Why I’m unconvinced by calls for a second stimulus package
Brad DeLong has an impassioned plea for further fiscal stimulus under the headline “Fiscal Policy: The Obama Administration Is Not Making Much Sense These Days”. His basic argument is simple: if the $787 billion package was designed using assumptions which turn out to have been overoptimistic, then surely now that unemployment is heading into double digits a second major stimulus is warranted.
But the problem is that spending trillions of dollars is actually extremely difficult, and it’s even harder if you try to front-load it. Government, by its nature, moves slowly, and I get the impression that the “easy” spending — and then some — was all included in the initial stimulus bill. The “shovel-ready projects” have already been funded, and any extra stimulus might well take years to kick in.
In an efficient market, a credible government promise to invest hundreds of billions of dollars in mass transit and nuclear power and smart electrical grids and so on and so forth would have an immediate stimulative effect: people would start spending now, in anticipation of all those government dollars which are going to arrive in a few years’ time. But we’re in a liquidity crunch, and we’re not in an efficient market, and unfortunately government spending only seems to cause any stimulus as and when the checks are written, if then. (Insofar as they go to companies who are running down their inventories, there’s no stimulus at all.)
I don’t think there’s any doubt that there are diminishing marginal returns to fiscal stimulus plans — which brings me to Paul Krugman’s take on the subject, where he asks how an examination of the marginal costs and benefits of deficit spending could possibly come to the conclusion that stimulus of $800 billion was exactly what was needed.
Let me try to hazard an answer to that. Start with the guiding assumption, as stated by Larry Summers when the stimulus bill was going through Congress, that the risks of spending too much paled in comparison with the risks of spending too little. And because the effects of government spending on GDP and unemployment are hard to predict with any accuracy, there was a strong case that a monster $800 billion stimulus bill was in many ways the prudent course of action.

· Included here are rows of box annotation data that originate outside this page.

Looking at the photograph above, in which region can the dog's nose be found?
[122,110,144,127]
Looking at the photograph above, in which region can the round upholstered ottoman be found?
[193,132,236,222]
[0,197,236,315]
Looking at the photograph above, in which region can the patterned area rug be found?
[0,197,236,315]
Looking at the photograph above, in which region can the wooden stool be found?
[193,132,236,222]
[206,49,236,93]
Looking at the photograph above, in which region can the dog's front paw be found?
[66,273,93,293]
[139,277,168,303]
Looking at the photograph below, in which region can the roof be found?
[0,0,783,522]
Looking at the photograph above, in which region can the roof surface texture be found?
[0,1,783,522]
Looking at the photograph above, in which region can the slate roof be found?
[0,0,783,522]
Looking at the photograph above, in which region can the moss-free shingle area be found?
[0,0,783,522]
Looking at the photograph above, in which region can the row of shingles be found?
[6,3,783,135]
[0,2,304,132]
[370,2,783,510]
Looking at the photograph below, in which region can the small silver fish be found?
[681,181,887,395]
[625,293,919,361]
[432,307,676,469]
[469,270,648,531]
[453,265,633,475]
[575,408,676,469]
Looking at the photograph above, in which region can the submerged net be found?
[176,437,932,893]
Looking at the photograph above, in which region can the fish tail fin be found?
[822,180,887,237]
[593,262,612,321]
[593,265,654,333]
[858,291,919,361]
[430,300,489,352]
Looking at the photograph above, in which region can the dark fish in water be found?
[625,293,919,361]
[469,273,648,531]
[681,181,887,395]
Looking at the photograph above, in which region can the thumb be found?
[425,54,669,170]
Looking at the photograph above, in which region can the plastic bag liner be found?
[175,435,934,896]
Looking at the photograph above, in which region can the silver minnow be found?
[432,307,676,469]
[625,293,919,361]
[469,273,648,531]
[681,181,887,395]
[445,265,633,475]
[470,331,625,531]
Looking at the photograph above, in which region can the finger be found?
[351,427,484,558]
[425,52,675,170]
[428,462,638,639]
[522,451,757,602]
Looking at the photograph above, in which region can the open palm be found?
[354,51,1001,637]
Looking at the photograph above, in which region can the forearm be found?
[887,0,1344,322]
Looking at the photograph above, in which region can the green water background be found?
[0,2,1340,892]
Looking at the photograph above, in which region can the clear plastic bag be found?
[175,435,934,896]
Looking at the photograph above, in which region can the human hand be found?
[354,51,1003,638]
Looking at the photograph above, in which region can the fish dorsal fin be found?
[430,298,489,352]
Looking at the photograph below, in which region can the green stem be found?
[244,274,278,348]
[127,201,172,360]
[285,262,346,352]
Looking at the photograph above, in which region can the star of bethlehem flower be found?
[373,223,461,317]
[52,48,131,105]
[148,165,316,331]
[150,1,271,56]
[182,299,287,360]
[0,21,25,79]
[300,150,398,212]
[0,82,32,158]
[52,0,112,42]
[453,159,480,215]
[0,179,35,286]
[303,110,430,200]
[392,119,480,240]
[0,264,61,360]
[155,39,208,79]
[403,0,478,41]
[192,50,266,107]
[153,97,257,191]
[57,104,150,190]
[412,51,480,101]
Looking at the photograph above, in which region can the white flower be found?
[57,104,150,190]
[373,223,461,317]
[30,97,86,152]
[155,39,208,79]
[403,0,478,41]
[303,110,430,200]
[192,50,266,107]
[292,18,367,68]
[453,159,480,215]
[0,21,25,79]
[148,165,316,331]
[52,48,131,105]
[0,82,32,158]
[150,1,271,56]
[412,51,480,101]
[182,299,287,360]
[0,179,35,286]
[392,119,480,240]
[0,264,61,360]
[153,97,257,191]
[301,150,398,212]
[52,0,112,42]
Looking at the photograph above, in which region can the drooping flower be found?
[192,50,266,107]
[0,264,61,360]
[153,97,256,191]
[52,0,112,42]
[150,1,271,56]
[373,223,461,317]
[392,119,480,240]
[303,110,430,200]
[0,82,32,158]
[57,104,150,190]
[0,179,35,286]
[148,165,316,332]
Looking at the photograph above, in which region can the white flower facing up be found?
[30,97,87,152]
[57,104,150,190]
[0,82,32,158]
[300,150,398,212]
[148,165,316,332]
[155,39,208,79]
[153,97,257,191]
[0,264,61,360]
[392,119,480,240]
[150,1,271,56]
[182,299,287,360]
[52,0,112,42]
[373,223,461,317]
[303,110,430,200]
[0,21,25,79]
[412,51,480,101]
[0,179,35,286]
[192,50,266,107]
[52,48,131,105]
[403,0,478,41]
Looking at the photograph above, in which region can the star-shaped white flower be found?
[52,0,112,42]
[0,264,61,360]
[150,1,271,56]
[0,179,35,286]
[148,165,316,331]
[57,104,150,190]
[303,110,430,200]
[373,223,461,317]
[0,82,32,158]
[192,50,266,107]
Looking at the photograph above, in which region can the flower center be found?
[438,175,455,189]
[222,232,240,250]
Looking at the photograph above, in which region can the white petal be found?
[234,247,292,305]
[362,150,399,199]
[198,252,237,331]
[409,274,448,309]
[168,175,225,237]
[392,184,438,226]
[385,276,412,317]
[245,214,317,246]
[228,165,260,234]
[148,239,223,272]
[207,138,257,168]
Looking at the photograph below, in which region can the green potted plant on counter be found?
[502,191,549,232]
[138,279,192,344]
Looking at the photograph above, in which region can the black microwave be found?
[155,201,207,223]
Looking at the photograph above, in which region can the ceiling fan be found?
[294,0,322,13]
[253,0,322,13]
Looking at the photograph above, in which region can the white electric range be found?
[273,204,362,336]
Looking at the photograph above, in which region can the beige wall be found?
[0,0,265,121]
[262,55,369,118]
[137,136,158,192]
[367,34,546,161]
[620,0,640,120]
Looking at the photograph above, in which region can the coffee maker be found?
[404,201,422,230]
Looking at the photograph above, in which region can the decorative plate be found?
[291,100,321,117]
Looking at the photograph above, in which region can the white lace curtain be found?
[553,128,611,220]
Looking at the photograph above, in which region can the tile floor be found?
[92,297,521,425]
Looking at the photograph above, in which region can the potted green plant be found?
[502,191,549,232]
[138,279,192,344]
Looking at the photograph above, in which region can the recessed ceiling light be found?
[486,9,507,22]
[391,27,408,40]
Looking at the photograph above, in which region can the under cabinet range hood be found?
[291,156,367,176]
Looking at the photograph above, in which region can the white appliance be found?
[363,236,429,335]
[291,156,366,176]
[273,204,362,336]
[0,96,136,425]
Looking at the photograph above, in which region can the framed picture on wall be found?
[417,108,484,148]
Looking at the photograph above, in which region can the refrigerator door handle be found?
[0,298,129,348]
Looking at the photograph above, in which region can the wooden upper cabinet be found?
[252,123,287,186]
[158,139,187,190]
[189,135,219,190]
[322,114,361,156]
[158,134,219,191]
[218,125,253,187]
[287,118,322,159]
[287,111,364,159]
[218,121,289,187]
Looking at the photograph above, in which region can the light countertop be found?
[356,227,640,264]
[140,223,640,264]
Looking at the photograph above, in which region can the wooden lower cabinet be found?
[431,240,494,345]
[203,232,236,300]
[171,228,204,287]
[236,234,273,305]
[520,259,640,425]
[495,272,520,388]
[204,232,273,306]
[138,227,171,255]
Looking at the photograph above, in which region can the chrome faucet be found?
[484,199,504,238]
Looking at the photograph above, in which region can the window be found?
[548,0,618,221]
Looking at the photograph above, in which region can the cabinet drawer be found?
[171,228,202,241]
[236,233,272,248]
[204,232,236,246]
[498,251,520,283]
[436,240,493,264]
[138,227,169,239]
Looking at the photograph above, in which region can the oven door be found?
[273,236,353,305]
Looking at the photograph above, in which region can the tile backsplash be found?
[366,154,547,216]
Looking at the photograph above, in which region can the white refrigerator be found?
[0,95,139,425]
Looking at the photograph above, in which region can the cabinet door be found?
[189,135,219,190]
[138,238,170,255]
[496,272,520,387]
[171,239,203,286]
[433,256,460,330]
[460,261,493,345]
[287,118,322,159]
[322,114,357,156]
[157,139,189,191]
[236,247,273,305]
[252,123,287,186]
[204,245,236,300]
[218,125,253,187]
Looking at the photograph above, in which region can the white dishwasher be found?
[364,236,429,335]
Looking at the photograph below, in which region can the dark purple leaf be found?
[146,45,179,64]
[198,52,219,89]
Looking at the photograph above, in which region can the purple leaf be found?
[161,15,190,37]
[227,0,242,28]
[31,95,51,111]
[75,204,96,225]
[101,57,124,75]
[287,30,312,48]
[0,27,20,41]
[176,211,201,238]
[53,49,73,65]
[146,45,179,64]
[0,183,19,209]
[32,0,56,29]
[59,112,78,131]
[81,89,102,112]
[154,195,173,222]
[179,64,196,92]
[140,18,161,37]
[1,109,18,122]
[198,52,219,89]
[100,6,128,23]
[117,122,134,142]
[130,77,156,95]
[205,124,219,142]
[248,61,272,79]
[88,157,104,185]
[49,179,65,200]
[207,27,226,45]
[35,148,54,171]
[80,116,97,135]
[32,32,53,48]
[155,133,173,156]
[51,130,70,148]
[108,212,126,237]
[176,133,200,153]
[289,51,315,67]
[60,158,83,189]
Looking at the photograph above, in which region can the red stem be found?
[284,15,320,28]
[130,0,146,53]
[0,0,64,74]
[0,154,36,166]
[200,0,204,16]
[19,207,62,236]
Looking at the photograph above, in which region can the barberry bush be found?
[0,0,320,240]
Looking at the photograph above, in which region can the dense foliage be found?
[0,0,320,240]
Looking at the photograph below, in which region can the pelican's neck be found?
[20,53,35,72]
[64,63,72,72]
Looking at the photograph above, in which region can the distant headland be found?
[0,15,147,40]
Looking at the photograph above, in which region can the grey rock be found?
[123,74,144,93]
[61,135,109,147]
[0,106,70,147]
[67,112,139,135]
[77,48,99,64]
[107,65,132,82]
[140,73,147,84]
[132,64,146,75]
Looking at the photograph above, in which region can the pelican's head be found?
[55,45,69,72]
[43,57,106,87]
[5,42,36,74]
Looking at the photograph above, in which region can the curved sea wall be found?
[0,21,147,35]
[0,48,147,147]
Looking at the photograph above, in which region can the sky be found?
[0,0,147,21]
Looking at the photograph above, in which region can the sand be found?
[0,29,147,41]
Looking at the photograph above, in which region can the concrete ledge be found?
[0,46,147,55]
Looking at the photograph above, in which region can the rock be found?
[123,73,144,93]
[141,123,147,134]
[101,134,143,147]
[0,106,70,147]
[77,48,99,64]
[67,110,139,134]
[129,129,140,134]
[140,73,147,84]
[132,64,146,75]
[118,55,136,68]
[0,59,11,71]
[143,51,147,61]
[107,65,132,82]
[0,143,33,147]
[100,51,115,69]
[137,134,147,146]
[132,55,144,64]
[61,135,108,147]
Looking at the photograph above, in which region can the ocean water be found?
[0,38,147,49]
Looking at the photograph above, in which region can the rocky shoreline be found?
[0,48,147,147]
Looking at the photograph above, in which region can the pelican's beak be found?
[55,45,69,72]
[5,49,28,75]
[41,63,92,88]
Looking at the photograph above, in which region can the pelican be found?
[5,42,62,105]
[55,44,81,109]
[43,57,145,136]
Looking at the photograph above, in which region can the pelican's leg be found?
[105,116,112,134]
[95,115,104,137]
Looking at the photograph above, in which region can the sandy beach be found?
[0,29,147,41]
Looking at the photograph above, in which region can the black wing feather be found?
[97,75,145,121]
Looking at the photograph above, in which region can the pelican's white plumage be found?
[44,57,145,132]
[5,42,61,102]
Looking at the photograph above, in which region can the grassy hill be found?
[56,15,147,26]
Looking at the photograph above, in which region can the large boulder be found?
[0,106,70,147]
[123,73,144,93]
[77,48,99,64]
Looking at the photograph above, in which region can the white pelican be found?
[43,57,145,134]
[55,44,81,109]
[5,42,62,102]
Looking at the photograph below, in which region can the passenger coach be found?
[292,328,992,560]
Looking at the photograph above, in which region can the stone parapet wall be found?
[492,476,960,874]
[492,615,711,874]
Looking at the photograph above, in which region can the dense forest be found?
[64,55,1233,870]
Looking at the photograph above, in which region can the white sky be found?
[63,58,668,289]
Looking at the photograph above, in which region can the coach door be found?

Since then, however, the economy has done much worse than anybody thought it would. Which is one way of saying that the stimulus has not done as well as people thought it would. This is a useful datapoint — and one way of looking at it is to conclude that the stimulus was so big that the last few hundred billion dollars have had virtually no positive effect at all. And that any extra stimulus would similarly achieve very little.
If there is to be a second round of stimulus, then, I think it should certainly go to areas largely untouched by the first round. I like arts spending; DeLong wants an “aid-to-states-that-maintain-effort package”. But unless and until we can demonstrate that the marginal benefit of extra stimulus spending hasn’t already diminished to something negligible, it does seem fiscally reckless to throw good money after wasted funds.